— Saint Bruno
I usually select one or two books from the library (in the retreat house) the day I arrive and this year it was Lessons from the Monastery That Touch Your Life by M. Basil Pennington and Spiritual Exercises by St. Francis de Sales. The former was fortuitous (there’s NO such things as coincidences) since the slim volume by the late M. Basil Pennington (St. Joseph’s Abbey) has a chapter devoted to Lectio, Meditatio, Oratio, and Contemplatio and was the subject of Fr. William Meninger’s Saturday/Sunday talk.
Fr. William Meninger started his talk by asking the retreatants if we had any expectations for the weekend. It was a mature group and most were just seeking a break from the noise.
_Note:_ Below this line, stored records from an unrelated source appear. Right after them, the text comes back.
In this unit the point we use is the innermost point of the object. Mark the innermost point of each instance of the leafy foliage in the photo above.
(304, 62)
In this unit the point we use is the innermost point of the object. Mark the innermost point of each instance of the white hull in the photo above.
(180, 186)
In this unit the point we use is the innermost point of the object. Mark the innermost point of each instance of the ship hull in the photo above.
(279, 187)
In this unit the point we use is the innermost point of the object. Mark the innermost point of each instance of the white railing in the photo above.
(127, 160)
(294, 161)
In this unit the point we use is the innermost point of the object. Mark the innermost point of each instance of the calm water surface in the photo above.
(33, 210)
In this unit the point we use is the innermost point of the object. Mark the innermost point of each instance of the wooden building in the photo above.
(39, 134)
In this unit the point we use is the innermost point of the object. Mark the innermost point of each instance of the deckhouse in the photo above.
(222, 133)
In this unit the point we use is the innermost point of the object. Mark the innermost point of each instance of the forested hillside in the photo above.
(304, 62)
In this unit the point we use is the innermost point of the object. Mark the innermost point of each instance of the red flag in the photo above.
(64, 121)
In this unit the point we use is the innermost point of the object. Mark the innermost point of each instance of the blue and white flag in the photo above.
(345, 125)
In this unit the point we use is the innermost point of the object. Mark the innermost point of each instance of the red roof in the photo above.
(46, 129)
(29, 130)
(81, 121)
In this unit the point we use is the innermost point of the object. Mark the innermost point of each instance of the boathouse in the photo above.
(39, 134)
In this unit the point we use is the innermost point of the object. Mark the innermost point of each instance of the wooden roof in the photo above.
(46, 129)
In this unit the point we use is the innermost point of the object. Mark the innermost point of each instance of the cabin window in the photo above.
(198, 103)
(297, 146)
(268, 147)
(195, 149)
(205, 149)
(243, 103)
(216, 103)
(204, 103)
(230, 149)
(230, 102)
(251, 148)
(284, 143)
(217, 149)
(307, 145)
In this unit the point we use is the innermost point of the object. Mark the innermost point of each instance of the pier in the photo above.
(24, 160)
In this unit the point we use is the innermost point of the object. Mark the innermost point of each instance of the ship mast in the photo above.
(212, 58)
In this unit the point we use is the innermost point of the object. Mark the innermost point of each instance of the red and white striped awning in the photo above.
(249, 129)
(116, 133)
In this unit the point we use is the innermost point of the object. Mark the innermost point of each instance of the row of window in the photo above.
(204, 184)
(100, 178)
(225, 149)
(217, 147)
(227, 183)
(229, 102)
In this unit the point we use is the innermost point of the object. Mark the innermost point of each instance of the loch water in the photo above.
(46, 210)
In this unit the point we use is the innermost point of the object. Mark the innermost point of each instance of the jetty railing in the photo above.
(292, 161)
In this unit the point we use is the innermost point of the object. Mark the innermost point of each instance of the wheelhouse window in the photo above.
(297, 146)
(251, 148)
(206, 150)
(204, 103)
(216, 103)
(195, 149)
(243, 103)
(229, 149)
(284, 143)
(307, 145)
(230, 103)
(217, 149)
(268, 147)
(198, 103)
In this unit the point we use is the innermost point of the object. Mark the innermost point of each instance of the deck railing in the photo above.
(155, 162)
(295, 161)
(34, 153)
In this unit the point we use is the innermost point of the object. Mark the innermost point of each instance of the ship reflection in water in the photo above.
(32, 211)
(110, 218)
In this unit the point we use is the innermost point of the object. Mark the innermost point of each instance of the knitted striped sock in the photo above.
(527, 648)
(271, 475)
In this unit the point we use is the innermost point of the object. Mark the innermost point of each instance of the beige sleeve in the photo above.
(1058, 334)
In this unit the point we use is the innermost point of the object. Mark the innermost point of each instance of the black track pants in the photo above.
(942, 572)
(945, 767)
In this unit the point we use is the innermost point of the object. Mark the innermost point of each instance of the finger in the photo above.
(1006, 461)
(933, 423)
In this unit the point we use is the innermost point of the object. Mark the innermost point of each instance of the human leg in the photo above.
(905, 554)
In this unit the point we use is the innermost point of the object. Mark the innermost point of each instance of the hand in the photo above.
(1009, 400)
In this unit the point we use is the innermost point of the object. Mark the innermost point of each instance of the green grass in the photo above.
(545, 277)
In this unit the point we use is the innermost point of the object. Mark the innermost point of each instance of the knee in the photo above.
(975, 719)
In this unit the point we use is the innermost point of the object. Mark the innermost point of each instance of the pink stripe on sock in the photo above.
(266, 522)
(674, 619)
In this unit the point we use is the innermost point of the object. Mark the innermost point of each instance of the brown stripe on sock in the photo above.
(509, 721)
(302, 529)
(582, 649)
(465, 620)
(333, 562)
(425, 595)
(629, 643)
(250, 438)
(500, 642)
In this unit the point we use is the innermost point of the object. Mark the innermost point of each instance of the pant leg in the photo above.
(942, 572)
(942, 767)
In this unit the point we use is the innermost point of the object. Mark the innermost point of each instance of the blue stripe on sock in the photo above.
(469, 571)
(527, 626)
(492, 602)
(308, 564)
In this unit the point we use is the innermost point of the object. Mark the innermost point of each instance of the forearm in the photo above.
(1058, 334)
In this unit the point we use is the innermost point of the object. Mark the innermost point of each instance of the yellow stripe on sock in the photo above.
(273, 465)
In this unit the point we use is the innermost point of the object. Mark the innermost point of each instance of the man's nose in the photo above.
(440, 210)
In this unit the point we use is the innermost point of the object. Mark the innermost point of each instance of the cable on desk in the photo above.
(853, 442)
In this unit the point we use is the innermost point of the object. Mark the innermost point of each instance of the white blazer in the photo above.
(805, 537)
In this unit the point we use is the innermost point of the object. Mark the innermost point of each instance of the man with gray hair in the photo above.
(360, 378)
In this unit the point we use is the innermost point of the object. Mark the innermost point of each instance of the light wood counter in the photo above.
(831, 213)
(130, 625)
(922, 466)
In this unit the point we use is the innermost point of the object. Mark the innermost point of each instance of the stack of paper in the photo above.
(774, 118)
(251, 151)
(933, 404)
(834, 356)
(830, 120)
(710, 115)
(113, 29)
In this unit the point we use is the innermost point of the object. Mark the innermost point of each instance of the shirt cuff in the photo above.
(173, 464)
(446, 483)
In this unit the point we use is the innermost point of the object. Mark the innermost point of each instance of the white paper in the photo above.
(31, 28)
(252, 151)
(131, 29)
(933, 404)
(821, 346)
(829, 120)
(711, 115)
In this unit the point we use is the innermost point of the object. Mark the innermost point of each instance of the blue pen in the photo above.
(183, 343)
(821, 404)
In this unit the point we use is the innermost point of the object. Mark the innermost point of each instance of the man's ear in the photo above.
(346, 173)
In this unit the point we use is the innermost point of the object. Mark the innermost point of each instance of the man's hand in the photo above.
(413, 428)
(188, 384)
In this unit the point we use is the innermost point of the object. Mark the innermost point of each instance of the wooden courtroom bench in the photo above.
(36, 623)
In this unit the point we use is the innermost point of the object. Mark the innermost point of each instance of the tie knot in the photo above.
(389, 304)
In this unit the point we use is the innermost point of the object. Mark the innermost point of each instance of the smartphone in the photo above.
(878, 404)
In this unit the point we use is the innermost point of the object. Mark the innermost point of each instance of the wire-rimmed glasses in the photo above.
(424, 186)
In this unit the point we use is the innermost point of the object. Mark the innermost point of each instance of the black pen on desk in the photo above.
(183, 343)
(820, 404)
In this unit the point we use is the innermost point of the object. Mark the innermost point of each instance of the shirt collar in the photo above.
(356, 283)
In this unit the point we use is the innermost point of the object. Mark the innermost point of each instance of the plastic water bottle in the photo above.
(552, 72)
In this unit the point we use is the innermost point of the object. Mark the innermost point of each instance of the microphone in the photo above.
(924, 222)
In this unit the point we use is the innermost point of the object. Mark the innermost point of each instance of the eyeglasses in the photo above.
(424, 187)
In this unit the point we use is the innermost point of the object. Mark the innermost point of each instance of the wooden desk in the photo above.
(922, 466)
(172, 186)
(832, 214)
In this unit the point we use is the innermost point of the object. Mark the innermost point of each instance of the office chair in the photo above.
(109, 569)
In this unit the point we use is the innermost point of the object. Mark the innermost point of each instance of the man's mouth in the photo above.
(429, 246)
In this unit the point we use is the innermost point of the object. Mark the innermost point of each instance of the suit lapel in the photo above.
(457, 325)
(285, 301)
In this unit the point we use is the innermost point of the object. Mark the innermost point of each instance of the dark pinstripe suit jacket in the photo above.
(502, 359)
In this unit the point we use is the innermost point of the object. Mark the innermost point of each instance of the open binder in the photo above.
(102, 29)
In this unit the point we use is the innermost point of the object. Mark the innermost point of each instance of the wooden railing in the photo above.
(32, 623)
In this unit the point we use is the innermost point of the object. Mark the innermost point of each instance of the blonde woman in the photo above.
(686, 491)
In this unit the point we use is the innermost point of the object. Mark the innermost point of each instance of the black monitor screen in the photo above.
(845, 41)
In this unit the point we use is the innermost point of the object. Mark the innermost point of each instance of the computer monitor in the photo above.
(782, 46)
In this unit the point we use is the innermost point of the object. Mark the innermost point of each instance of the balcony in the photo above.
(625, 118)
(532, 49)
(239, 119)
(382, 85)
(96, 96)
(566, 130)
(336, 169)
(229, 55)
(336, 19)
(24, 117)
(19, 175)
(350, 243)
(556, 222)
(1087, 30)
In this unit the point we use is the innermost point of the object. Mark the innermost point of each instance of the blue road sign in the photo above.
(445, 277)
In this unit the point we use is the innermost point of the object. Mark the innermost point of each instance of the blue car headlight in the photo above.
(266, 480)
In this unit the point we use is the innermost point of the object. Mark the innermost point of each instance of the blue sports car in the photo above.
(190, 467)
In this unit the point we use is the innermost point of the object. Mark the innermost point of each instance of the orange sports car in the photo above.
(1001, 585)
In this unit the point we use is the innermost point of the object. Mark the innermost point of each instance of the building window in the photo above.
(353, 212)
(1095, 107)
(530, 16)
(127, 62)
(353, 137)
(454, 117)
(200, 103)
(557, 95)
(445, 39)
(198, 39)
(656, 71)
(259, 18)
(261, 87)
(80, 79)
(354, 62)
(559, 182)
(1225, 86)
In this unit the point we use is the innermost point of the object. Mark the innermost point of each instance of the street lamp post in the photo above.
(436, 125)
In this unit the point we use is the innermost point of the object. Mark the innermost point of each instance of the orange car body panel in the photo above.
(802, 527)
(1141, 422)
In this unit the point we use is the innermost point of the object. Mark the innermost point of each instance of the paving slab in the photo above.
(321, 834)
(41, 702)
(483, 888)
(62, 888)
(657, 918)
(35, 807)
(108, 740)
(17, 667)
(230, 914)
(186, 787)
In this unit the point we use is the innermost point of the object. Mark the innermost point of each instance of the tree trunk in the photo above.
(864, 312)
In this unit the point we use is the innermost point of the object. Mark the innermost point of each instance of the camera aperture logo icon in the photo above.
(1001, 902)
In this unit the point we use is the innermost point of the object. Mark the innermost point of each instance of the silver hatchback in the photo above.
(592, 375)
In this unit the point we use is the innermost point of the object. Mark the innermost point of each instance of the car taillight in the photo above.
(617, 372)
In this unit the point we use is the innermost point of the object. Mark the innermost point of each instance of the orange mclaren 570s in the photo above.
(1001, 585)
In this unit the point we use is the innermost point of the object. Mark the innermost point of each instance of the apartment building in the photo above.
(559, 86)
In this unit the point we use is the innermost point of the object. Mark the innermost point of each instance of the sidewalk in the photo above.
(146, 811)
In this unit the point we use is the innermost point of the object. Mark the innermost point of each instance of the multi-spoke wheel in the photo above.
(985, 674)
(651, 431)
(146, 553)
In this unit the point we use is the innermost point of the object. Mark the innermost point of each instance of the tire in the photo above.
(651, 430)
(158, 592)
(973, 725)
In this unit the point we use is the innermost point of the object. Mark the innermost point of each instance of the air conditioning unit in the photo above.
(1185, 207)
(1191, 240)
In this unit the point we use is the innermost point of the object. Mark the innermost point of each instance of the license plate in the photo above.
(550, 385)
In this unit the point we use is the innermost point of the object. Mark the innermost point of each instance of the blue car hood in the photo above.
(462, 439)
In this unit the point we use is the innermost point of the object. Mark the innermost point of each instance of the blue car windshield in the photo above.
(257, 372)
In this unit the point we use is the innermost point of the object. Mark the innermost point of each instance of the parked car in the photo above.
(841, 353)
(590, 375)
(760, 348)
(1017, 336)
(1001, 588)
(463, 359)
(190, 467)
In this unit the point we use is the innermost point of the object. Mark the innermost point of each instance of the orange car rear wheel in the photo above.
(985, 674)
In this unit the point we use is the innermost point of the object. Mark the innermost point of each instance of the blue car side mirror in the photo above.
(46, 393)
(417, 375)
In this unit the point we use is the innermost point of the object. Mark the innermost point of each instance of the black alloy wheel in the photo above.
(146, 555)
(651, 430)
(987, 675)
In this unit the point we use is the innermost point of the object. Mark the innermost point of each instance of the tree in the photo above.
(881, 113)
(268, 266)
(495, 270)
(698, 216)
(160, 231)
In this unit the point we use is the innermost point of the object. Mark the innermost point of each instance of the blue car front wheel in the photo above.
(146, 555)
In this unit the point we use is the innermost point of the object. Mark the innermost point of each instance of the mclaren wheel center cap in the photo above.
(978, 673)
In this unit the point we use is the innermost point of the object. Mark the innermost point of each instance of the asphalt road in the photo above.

In the end Father Meninger opted to focus on Centering Prayer (although a talk on forgiveness and Julian of Norwich were also options). He gave us a background on its origins and some of the controversy. He also discussed the benefits, some techniques to manage distractions (like monkey brain), and then we practiced collectively during the last ten minutes of the talk.
If you are interested in the subject and want to learn more try The Loving Search for God: Contemplative Prayer and the Cloud of Unknowing. I’ve also posted a link to an amazing video in the ‘other observations and notes’ section.
My journal entries for the rest of the weekend are fragmentary but sometimes it takes a couple of weeks to identify and distill themes. There’s a simple pre-retreat entry in my journal about our capacity to be surprised (something maybe I heard in a Bishop Barron program) and I spent a bit a time ruminating on that entry since I’d been dealing with a hardened heart all year.
I also had two books from the limestone library. The first was The Return Of The Prodigal Son: A Story of Homecoming by Henri J. M. Nouwen and the second was The Power Of Silence: Against The Dictatorship Of Noise by Robert Cardinal Sarah. I spent so much time reading the latter that I never re-read the Nouwen book. I transcribed several quotes, but this is the one that’s a good precept for a hardened heart:
“God always watches over us. Man may experience the darkest nights, endure the worst outrages, confront the most tragic situations, yet God is with him. Often man forgets that God is present. If he is an unbeliever, he supposes that God does not exist. If he has a faith that has grown lukewarm because of the secularized atmosphere of the times, he despairs, thinking that God has abandoned him. But the Father stays with him despite all possible denials.”
A couple other observations and notes…
There’s a beautiful circular stained-glass window in the back of the church that’s typically the last thing retreatants see at the end of their week/weekend. I usually focus on it only when I’m walking back to my pew after receiving the sacraments.
I always visit the visitors chapel before I start the trek home and NO matter how hard you strain (or how you position yourself in the chapel) you can only see a little sliver of the stained-glass in the back of the church! I am often tempted to sneak through the cloisters or scale the wall in the visitors chapel to snap a photo, but the risk of being banned from the Abbey and the stigma of showing disrespect is too great a risk. I suppose there’s an analogy here about the stained-glass, with its obstructed view, and that passage about “faith being the realization of what is hoped for and evidence of things not seen.” Hebrews 11:1-2
There was also NO snow on the ground this weekend but the sky was clear and at night, before vigils at 3:30 AM, the stars were immeasurable (although the brutal cold made stargazing impractical). I also didn’t take any photographs…content with the ones taken in a snowy landscape (and during previous retreats).
This video isn’t a tutorial on centering prayer but includes some amazing images of the cloister (including the circular stained-glass window at the back of the church). It also includes an interview with Fr. Matthew Flynn who sadly passed away on December 4th. Here’s an excerpt from the video of Fr. Matthew:
“God loves unconditionally. They just told us that you’d better behave yourself and God will love you. But if you don’t behave yourself God will leave you. Well, God can’t leave you! There’s no place for God to go! He is in everything. And so, the experience of that love, that’s the contemplative experience. The experience that God loves you in time and space. He intervenes into your history and into your life and touches you in some way. And that can change a person’s life. That’s it. At that moment, you might say, that was the center of the universe, that a human being in time and space was so united with God that he experience LOVE.”